China's exports were down 22.6% year-over-year in April, continuing a six month negative trend. That's the obvious cloud in China's economic forecast, but in an article in yesterday's Financial Times ("Chinese tap an inner dynamic to drive growth"), James Kynge highlighted the silver lining:
Just as the US during the 19th century underwent a transition from export-oriented growth to a greater reliance on inner dynamism, so China is looking inwards for the engine to drive its economy.
In China's case it is still early days, but evidence suggests the conventional view of an export-dependent, river delta-driven economy no longer matches the reality. The argument here is not that trade has somehow become unimportant to China, but rather that the energy generating the world's fastest economic growth rate this year is increasingly coming from within.
A series of indicators reveals the shift to "China Continental" - the transition of the world's most populous country into an increasingly self-propelling economic force. There are caveats, of course, but first the evidence.
Retail sales have held up much better in China this year than in other big economies, growing at a real 15.9 per cent in March year-on-year.
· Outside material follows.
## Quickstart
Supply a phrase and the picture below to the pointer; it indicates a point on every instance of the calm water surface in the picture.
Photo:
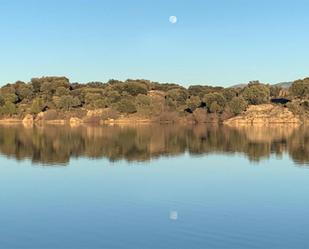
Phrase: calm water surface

But more important than the overall trend is the composition of the retail spending.
The most robust consumer spending figures are coming from inland and lower-tier cities rather than from the traditional growth powerhouses clustered around the Yangtze and Pearl river deltas.
Kynge also notes another sign of this transition, "that domestically bound cargo traffic through ports is increasing year-on-year, while foreign trade volumes are slumping".
The photo above, of a Wal-Mart in Chongqing, comes from the USDA's Foreign Agricultural Service. Chongqing is one of the lower tier cities Kynge referred to in his article.